CFM uses a hybrid revenue model: many services—including the nutritionist’s—are billed to insurance; others are out-of-pocket. Patients access the supplements recommended by CFM clinicians—and vetted for quality and safety by Dr. Hyman—via an online formulary.

Like everyone in the Cleveland Clinic universe, the functional medicine team is paid on salary; they have no personal financial stake in what they recommend, prescribe, or perform. Annual contract renewals are tied to clinical outcomes.

Mary Curran, Senior Director of Special Projects, said so far, CFM’s economic performance has been good. “The doctors’ visits are almost always covered by insurance, and more and more the nutritionists’ visits are being covered. In our business plan we thought it would be 20% and we’re already up to at least 50%.

Dr. Hanaway said health coaching—an essential factor for good clinical outcomes—is not (yet) covered. “There’s no reimbursement for it, but it’s part of what we’ve built into our model. We want to demonstrate the efficacy.”

Likewise, supplements are not covered, but Curran says the four research projects could play a role in changing that. “If we can prove that a certain supplement helps someone….say a probiotic helps more than Prilosec, then why shouldn’t it be covered?”

CFM’s marketing, so far, has been almost entirely grass-roots focused, but it has been very effective.

“We started a campaign to introduce the CFM via screenings of Fed Up. Mark Hyman is in the film. He attends those screenings,” explained Curran. “Mark is there to do Q&A, and then we intro the CFM.”

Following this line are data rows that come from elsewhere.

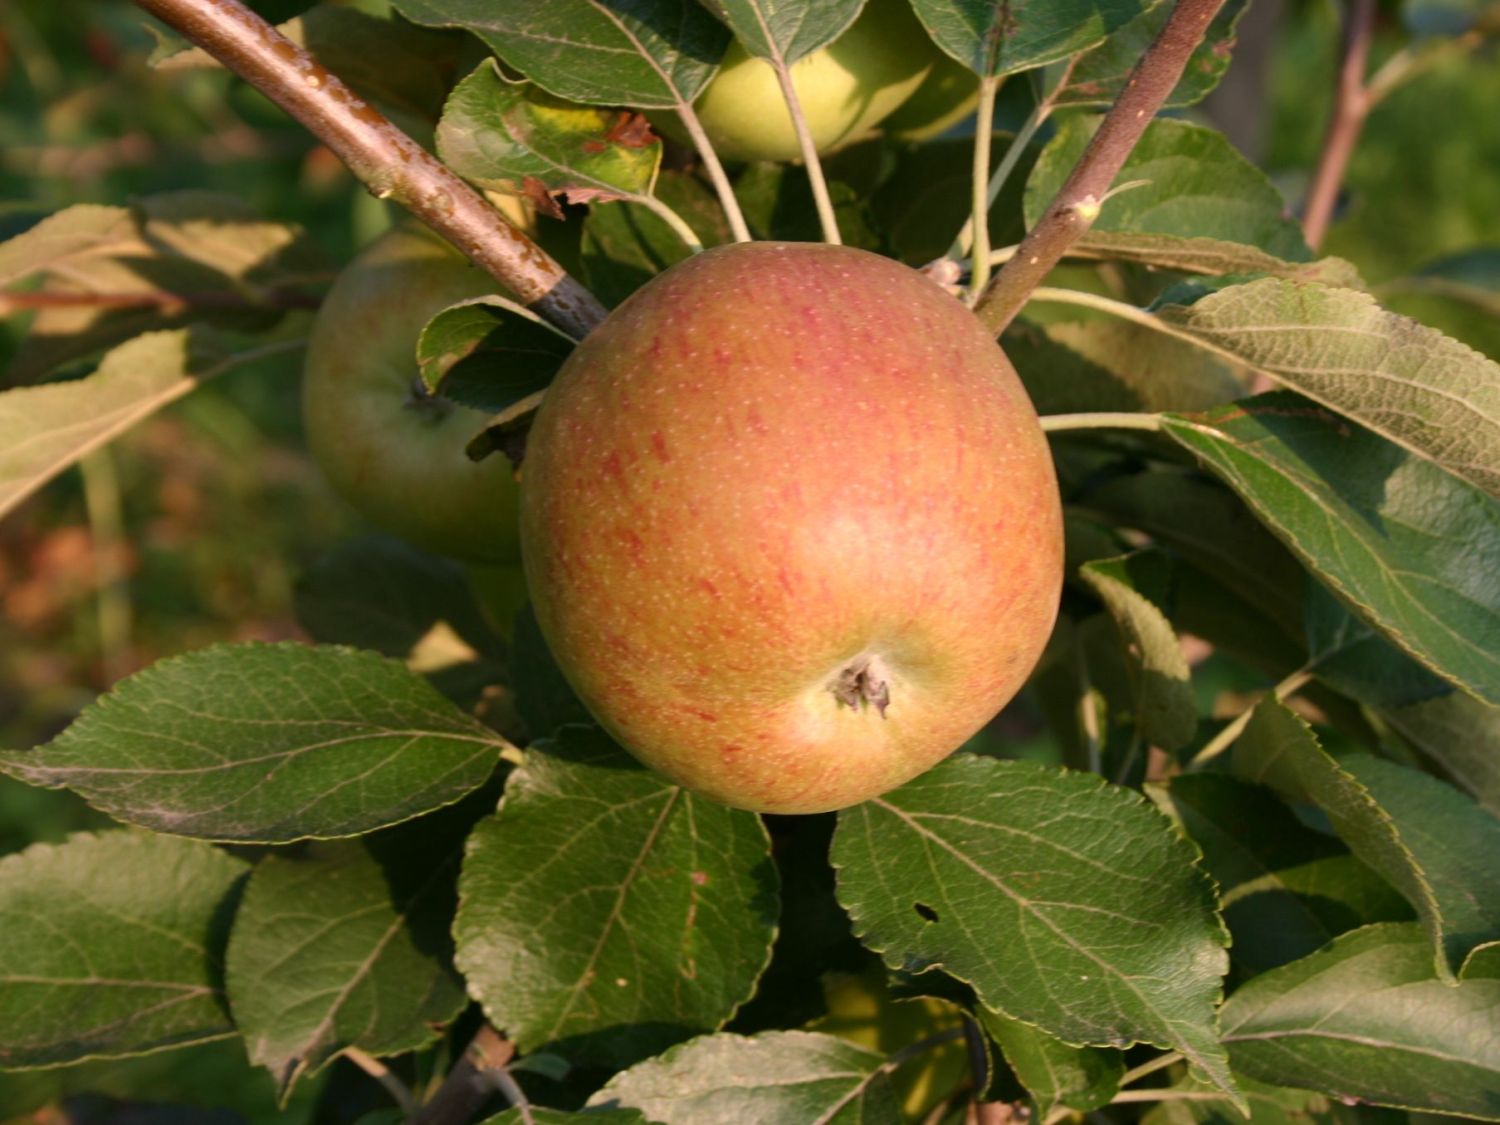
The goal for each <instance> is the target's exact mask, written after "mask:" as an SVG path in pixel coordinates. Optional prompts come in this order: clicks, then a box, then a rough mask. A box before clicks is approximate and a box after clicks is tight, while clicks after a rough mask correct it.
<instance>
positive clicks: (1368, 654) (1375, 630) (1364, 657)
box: [1305, 582, 1452, 708]
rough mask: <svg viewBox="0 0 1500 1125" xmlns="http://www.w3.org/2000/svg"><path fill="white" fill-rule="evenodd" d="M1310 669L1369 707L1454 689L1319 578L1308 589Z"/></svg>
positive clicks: (1397, 705)
mask: <svg viewBox="0 0 1500 1125" xmlns="http://www.w3.org/2000/svg"><path fill="white" fill-rule="evenodd" d="M1305 613H1307V618H1305V621H1307V642H1308V667H1310V669H1311V670H1313V672H1314V673H1316V675H1317V678H1319V679H1322V681H1323V682H1325V684H1328V685H1329V687H1334V688H1335V690H1338V691H1343V693H1344V694H1349V696H1353V697H1355V699H1359V700H1361V702H1365V703H1370V705H1371V706H1386V708H1389V706H1403V705H1406V703H1416V702H1421V700H1422V699H1433V697H1434V696H1443V694H1448V693H1451V691H1452V688H1451V687H1449V685H1448V682H1446V681H1443V679H1439V678H1437V676H1436V675H1433V673H1431V672H1428V670H1427V669H1425V667H1422V666H1421V664H1419V663H1416V661H1415V660H1413V658H1412V657H1409V655H1407V654H1406V652H1403V651H1401V649H1400V648H1397V646H1395V645H1392V643H1391V642H1389V640H1386V639H1385V637H1383V636H1382V634H1380V633H1377V631H1376V630H1374V628H1371V627H1370V625H1367V624H1365V622H1364V621H1361V619H1359V618H1356V616H1355V615H1353V613H1350V612H1349V609H1347V607H1346V606H1344V603H1343V601H1340V600H1338V598H1337V597H1334V595H1332V594H1331V592H1328V589H1325V588H1323V586H1322V585H1319V583H1317V582H1310V583H1308V592H1307V607H1305Z"/></svg>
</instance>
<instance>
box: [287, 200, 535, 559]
mask: <svg viewBox="0 0 1500 1125" xmlns="http://www.w3.org/2000/svg"><path fill="white" fill-rule="evenodd" d="M495 288H496V285H495V281H493V279H492V278H490V276H489V275H486V273H484V272H483V270H478V269H475V267H474V266H471V264H469V263H468V261H466V260H465V258H463V257H462V255H460V254H459V252H458V251H455V249H453V248H450V246H449V245H447V243H444V242H441V240H438V239H437V236H432V234H429V233H426V231H425V229H423V228H419V226H410V225H404V226H398V228H395V229H392V231H389V233H386V234H383V236H381V237H380V239H377V240H375V242H374V243H371V245H369V246H368V248H366V249H365V251H363V252H360V254H359V255H357V257H356V258H354V261H353V263H350V266H348V267H347V269H345V270H344V272H342V273H341V275H339V278H338V281H336V282H335V284H333V288H332V290H330V291H329V296H327V300H324V303H323V308H321V309H320V311H318V320H317V324H315V326H314V332H312V341H311V344H309V347H308V362H306V368H305V372H303V399H302V402H303V420H305V423H306V431H308V444H309V447H311V450H312V455H314V459H315V460H317V462H318V465H320V466H321V468H323V471H324V475H327V478H329V481H330V483H332V484H333V487H335V490H336V492H339V495H342V496H344V498H345V499H347V501H348V502H350V504H351V505H353V507H354V508H357V510H359V511H360V514H363V516H365V517H366V519H368V520H369V522H371V523H374V525H377V526H378V528H381V529H384V531H389V532H392V534H395V535H399V537H401V538H405V540H408V541H410V543H414V544H416V546H420V547H423V549H426V550H432V552H437V553H440V555H450V556H455V558H463V559H472V561H480V562H514V561H516V559H517V556H519V537H517V526H516V484H514V474H513V472H511V468H510V465H508V463H507V462H505V459H504V458H490V459H489V460H484V462H478V463H475V462H472V460H469V459H468V456H466V455H465V452H463V447H465V444H466V443H468V440H469V438H472V437H474V435H475V434H477V432H478V431H481V429H483V428H484V422H486V417H484V414H483V413H480V411H475V410H469V408H468V407H460V405H458V404H455V402H450V401H449V399H444V398H441V396H437V398H435V396H431V395H425V393H423V392H422V389H420V384H419V381H417V359H416V350H417V336H419V335H420V332H422V329H423V326H425V324H426V323H428V321H429V320H431V318H432V315H434V314H437V312H438V311H441V309H444V308H447V306H449V305H453V303H456V302H460V300H465V299H468V297H478V296H481V294H487V293H493V291H495Z"/></svg>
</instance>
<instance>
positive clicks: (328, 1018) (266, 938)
mask: <svg viewBox="0 0 1500 1125" xmlns="http://www.w3.org/2000/svg"><path fill="white" fill-rule="evenodd" d="M490 799H493V798H490ZM472 804H474V802H465V804H463V805H458V807H456V808H450V810H444V811H441V813H438V814H435V816H431V817H423V819H420V820H416V822H413V823H408V825H401V826H398V828H392V829H389V831H384V832H377V834H375V835H369V837H366V838H363V840H338V841H329V843H317V844H312V846H311V847H308V849H306V850H300V852H287V853H276V855H270V856H267V858H264V859H261V862H260V864H258V865H257V867H255V873H254V874H252V876H251V882H249V888H248V889H246V892H245V898H243V901H242V903H240V909H239V912H237V915H236V919H234V930H233V932H231V935H229V953H228V963H226V990H228V995H229V1007H231V1010H233V1013H234V1023H236V1026H239V1029H240V1032H242V1034H243V1035H245V1041H246V1047H248V1050H249V1055H251V1061H252V1062H257V1064H260V1065H263V1067H266V1068H267V1070H270V1073H272V1076H273V1077H275V1079H276V1083H278V1088H279V1091H281V1092H282V1095H284V1097H285V1094H287V1092H288V1091H290V1089H291V1086H293V1083H296V1082H297V1080H299V1079H300V1077H303V1076H311V1074H317V1073H318V1071H320V1070H321V1068H323V1067H324V1065H327V1064H329V1062H330V1061H333V1059H335V1058H336V1056H338V1055H339V1053H341V1052H344V1050H347V1049H350V1047H359V1049H360V1050H363V1052H366V1053H368V1055H374V1056H389V1055H401V1053H404V1052H410V1050H417V1049H419V1047H423V1046H425V1044H428V1043H431V1041H432V1040H435V1038H437V1037H438V1035H440V1032H441V1029H443V1025H446V1023H449V1022H450V1020H452V1019H453V1017H456V1016H458V1014H459V1011H462V1008H463V1004H465V996H463V983H462V981H460V980H459V977H458V974H456V972H455V971H453V966H452V963H450V960H452V953H453V942H452V939H450V938H449V922H450V921H452V918H453V910H455V907H456V904H458V897H456V882H458V873H459V858H460V856H462V850H463V838H465V835H466V834H468V829H469V826H471V825H472V822H474V813H475V811H480V810H477V808H471V807H469V805H472Z"/></svg>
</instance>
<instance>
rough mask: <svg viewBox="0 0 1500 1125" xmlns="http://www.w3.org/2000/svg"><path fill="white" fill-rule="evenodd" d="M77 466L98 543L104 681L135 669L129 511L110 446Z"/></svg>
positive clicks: (85, 504) (105, 448)
mask: <svg viewBox="0 0 1500 1125" xmlns="http://www.w3.org/2000/svg"><path fill="white" fill-rule="evenodd" d="M78 468H80V469H81V471H83V478H84V507H86V508H87V511H89V537H90V540H92V543H93V561H95V583H96V586H98V591H96V597H98V604H96V612H98V621H99V664H101V670H102V673H104V682H107V684H113V682H115V681H117V679H121V678H123V676H124V675H126V673H127V672H129V670H130V625H132V613H130V591H129V586H127V579H126V573H124V516H123V514H121V511H120V477H118V474H117V472H115V471H114V455H113V453H111V452H110V449H108V447H105V449H99V450H95V452H93V453H90V455H89V456H87V458H84V459H83V460H81V462H78Z"/></svg>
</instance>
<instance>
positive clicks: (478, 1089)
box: [413, 1023, 516, 1125]
mask: <svg viewBox="0 0 1500 1125" xmlns="http://www.w3.org/2000/svg"><path fill="white" fill-rule="evenodd" d="M513 1058H516V1044H513V1043H510V1040H507V1038H505V1037H502V1035H501V1034H499V1032H498V1031H495V1029H493V1028H490V1026H489V1025H487V1023H486V1025H484V1026H481V1028H480V1029H478V1031H477V1032H475V1034H474V1038H472V1040H469V1046H468V1047H466V1049H465V1050H463V1058H462V1059H459V1061H458V1064H456V1065H455V1067H453V1070H452V1071H449V1077H446V1079H444V1080H443V1085H441V1086H440V1088H438V1092H437V1094H434V1095H432V1100H431V1101H429V1103H428V1104H426V1106H423V1107H422V1110H420V1112H419V1113H417V1116H416V1118H413V1125H463V1122H468V1121H471V1119H472V1118H474V1115H475V1113H477V1112H478V1109H480V1107H481V1106H483V1104H484V1103H486V1101H489V1095H490V1091H492V1089H493V1085H492V1076H493V1074H496V1073H501V1071H504V1070H505V1067H507V1065H510V1061H511V1059H513Z"/></svg>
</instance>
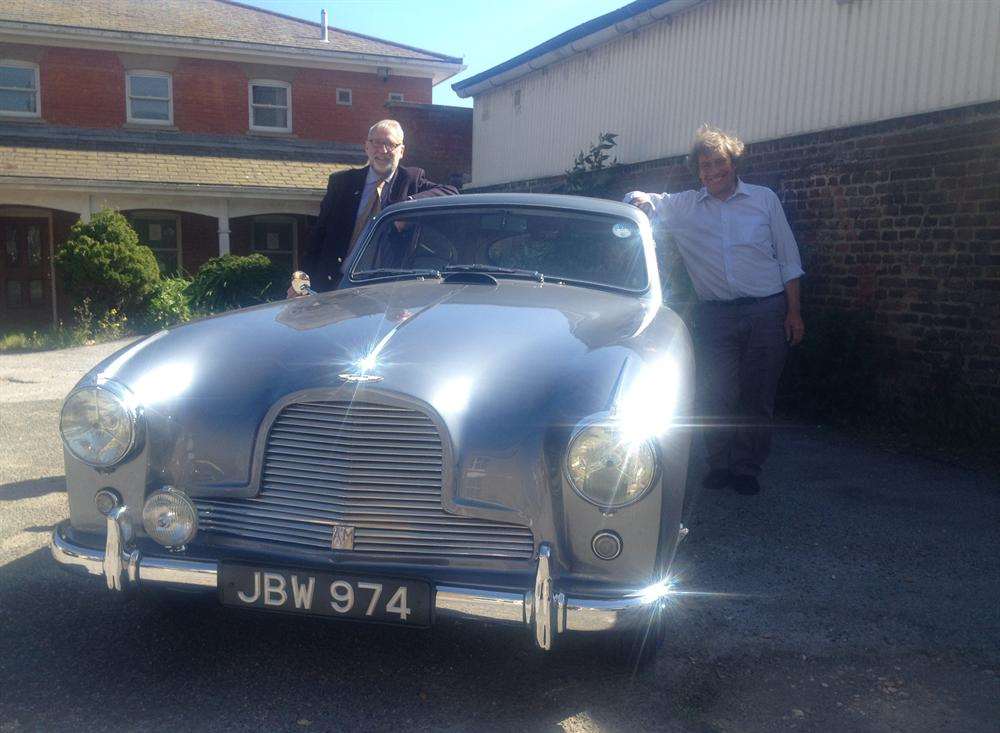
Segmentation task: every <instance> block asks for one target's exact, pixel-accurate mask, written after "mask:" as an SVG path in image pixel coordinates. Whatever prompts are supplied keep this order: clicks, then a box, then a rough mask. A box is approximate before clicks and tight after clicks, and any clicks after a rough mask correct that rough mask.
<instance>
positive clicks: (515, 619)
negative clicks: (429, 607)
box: [434, 585, 526, 624]
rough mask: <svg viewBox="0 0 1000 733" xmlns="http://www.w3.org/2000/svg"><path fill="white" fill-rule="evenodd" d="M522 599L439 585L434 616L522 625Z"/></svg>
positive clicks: (464, 588) (522, 612) (522, 619)
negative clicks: (490, 621) (468, 619)
mask: <svg viewBox="0 0 1000 733" xmlns="http://www.w3.org/2000/svg"><path fill="white" fill-rule="evenodd" d="M524 611H525V607H524V595H523V594H521V593H505V592H502V591H492V590H475V589H472V588H455V587H452V586H445V585H439V586H438V587H437V592H436V594H435V596H434V612H435V613H436V614H437V615H439V616H445V617H453V618H463V619H473V620H476V621H500V622H503V623H514V624H523V623H526V622H525V618H524Z"/></svg>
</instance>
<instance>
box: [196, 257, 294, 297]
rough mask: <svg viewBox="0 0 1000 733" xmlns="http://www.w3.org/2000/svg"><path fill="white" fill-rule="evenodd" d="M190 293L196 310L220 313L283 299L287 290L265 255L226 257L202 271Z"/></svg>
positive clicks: (198, 270) (210, 263)
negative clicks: (233, 309)
mask: <svg viewBox="0 0 1000 733" xmlns="http://www.w3.org/2000/svg"><path fill="white" fill-rule="evenodd" d="M188 294H189V295H190V297H191V304H192V305H193V306H194V307H195V308H198V309H202V310H208V311H220V310H228V309H230V308H244V307H246V306H248V305H256V304H258V303H265V302H267V301H269V300H276V299H278V298H283V297H284V295H285V287H284V286H283V285H281V283H280V272H279V270H278V268H277V267H275V266H274V264H273V263H272V262H271V260H269V259H268V258H267V257H265V256H264V255H262V254H252V255H249V256H248V257H239V256H236V255H223V256H222V257H215V258H213V259H211V260H209V261H208V262H206V263H205V264H204V266H202V268H201V269H200V270H198V274H197V275H195V277H194V282H192V283H191V285H190V287H189V289H188Z"/></svg>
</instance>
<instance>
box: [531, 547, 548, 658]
mask: <svg viewBox="0 0 1000 733" xmlns="http://www.w3.org/2000/svg"><path fill="white" fill-rule="evenodd" d="M551 554H552V550H551V549H550V548H549V546H548V544H545V543H543V544H542V545H541V546H540V547H539V548H538V568H537V570H536V571H535V595H534V621H535V643H536V644H538V646H539V647H540V648H542V649H551V648H552V575H551V573H550V571H549V557H550V556H551Z"/></svg>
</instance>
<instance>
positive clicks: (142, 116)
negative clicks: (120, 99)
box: [125, 71, 174, 125]
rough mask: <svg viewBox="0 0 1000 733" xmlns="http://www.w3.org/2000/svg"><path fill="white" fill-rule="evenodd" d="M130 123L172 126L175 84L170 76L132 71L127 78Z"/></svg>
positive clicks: (154, 71)
mask: <svg viewBox="0 0 1000 733" xmlns="http://www.w3.org/2000/svg"><path fill="white" fill-rule="evenodd" d="M125 85H126V87H127V92H126V97H127V109H128V121H129V122H137V123H140V124H144V125H171V124H173V121H174V105H173V84H172V82H171V80H170V75H169V74H164V73H162V72H159V71H130V72H128V74H127V75H126V77H125Z"/></svg>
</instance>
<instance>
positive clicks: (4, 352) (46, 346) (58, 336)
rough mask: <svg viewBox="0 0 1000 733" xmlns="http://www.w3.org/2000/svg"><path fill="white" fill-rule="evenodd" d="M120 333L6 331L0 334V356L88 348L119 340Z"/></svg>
mask: <svg viewBox="0 0 1000 733" xmlns="http://www.w3.org/2000/svg"><path fill="white" fill-rule="evenodd" d="M121 336H122V334H121V333H107V334H101V333H98V334H93V333H89V332H88V331H86V330H84V329H74V328H67V327H65V326H62V327H58V328H52V327H50V328H43V329H41V330H36V329H31V330H14V329H11V330H6V331H2V332H0V354H17V353H23V352H26V351H49V350H50V349H65V348H68V347H70V346H88V345H90V344H95V343H100V342H102V341H113V340H114V339H116V338H121Z"/></svg>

Tawny Jones, Program Administrator, said roughly 85% of CFM’s patients are self-referred and 26% are entirely new to the Cleveland Clinic. But she stressed that the center was not created just to draw referrals. “The goal is to develop best practices, to prove the (functional medicine) model works.”

Both administrators were hesitant to discuss long-term expansion, but it is clear the planners have given great thought to scalability and replicability.

Far-Reaching Potential

Many community-based clinicians interested in functional medicine face a difficult challenge: try to squeeze the new approaches into conventional insurance models or opt out of insurance and go with a direct-pay or concierge practice model.

If CFM can prove functional medicine delivers on its clinical promise, is compatible with a physician-employee model, and is replicable outside the Cleveland Clinic’s orbit, it could have large scale transformative impact.

CFM’s leaders say it is a little too early to draw too many lessons from the project, but there’s a definite air of optimism.

Dr. Hanaway said CFM is already delivering impressive clinical outcomes. “We have patients coming in with PROMIS (Patient Reported Outcomes Measurement Information System) scores over 100—they’re pretty sick. What we’re seeing is a 50-70% drop in those scores from initial visit to follow up. It’s stunning. I’m seeing better responses here than I see in my own practice in Asheville. It highlights the effectiveness of what’s happening here.”